• cosmics
• sensitivity
• physics
• particle
• Mu2e

The Mu2e experiment at Fermilab searches for the conversion of a negative muon into
an electron in the field of a nucleus. This process violates charged-lepton flavour conservation and is heavily suppressed in the Standard Model (SM), with a branching ratio
< 10^-50. Any evidence of it would be a clear indication for new physics beyond the SM.
Mu2e sets out to achieve a single event sensitivity of 3 x 10^-17 on the ratio
between the rate of muon conversions and the rate of muon captures in the nucleus.
This will improve by 4 orders of magnitude the previous limit for the process, allowing to test the predictions of different extensions of the SM.
The muon beam is obtained from the decays of pions and kaons produced in the interactions of an 8 GeV proton on a tungsten target. Muons are directed by a graded magnetic field to an aluminum target, located in the last part of the detector, where they eventually stop
and convert.
The result of the conversion is a monochromatic electron of 105 MeV/c momentum.
A straw tube tracker and an electromagnetic calorimeter are optimized to identify
this electron against the possible sources of background events.
A Cosmic Ray Veto(CRV) system, covering the last part of the detector, is used to suppress the dominant background due to cosmic rays.
During the last year, the Mu2e run plan has undergone important modifications: instead of
the continuous running for 3 years at full proton beam intensity, the experiment will run in
two phases.
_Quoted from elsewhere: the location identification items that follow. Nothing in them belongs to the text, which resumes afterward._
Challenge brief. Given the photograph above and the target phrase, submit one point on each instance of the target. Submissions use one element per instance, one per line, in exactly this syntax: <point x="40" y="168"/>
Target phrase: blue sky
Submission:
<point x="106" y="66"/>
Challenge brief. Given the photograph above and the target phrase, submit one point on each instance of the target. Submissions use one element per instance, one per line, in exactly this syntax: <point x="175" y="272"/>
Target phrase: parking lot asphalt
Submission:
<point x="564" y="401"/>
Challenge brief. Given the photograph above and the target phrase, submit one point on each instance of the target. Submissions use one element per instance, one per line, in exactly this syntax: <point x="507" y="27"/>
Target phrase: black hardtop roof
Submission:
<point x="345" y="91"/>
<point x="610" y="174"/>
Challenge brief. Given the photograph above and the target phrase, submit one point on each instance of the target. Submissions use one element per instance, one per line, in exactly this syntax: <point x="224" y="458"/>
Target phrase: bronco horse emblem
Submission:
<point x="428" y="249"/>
In the first phase, before the Fermilab accelerator shutdown for the neutrino upgrade, there will be a reduced concrete shielding and a reduced proton beam intensity and only
1/10 of the statistics will be collected. During the shutdown the detector will eventually be
refurbished, replacing the parts most sensitive to ageing or radiation damage.
This thesis will present an updated estimate of Mu2e sensitivity corresponding to the first period of data taking and a guess of the final sensitivity at the end of the second phase.
A large simulation campaign has produced the dataset samples corresponding to the conversion electron (CE) signal and the main sources of background: cosmic rays, decays-in-orbits(DIO), radiative pion captures (RPC), and antiprotons.
In the first part of this work some preliminary selection cuts have been defined to ensure a correct event reconstruction and CE signal identification.
The contribution of the main background sources has then been evaluated. As in the previous analyses, the cosmic background resulted to be the dominant one.
For this reason the following work has been focused on the rejection of cosmics background.
Two datasets of cosmics have been produced corresponding to the events with or without a sizeable energy deposit in the CRV.
A larger statistics has been produced for the events with low or null energy deposits. In this category of events the largest contribution to the background comes from muons entering from the solenoid hole and interacting with the solenoid walls producing a 105 MeV/c electron. The only chance to reduce this background is to enlarge the CRV coverage in the front part of the detector.
The study of the cosmic background component with a sizeable energy deposit in the CRV has put in evidence special topologies of events that can be suppressed with a dedicated selection. A particular category of events escaping the CRV time coincidence is given by muons interacting in the calorimeter front disk and producing an upstream muon or electron in the tracker that is then reflected back by the magnetic field gradient and reconstructed as a downstream electron track. The presence of an additional cluster in the calorimeter, corresponding to the first muon interaction, can be used to identify these events. Even if the high CRV energy deposit cosmic dataset statistics needs to be increased, this calorimeter only selection appears to have a very good efficiency in rejecting the residual cosmic background while the inefficiency on the CE signal, also considering the beam particles pileup, is negligible. This selection can also be useful in the future to validate an improved upstream track reconstruction.
Once the final set of selection cuts has been determined the number of signal and background
events expected for Mu2e Phase 1 has been obtained. A scan of the possible time and momentum selection window has been performed to get the optimized 5 sigma discovery reach. The corresponding 90% C.L. upper limit have also been obtained confirming the expectations that, after Phase 1, Mu2e will be able to improve by a factor 10^3 today's limit.
In the last section a projection of the final Mu2e sensitivity has been made: the Mu2e goal of a factor 10^4 improvement of the current world limit is confirmed.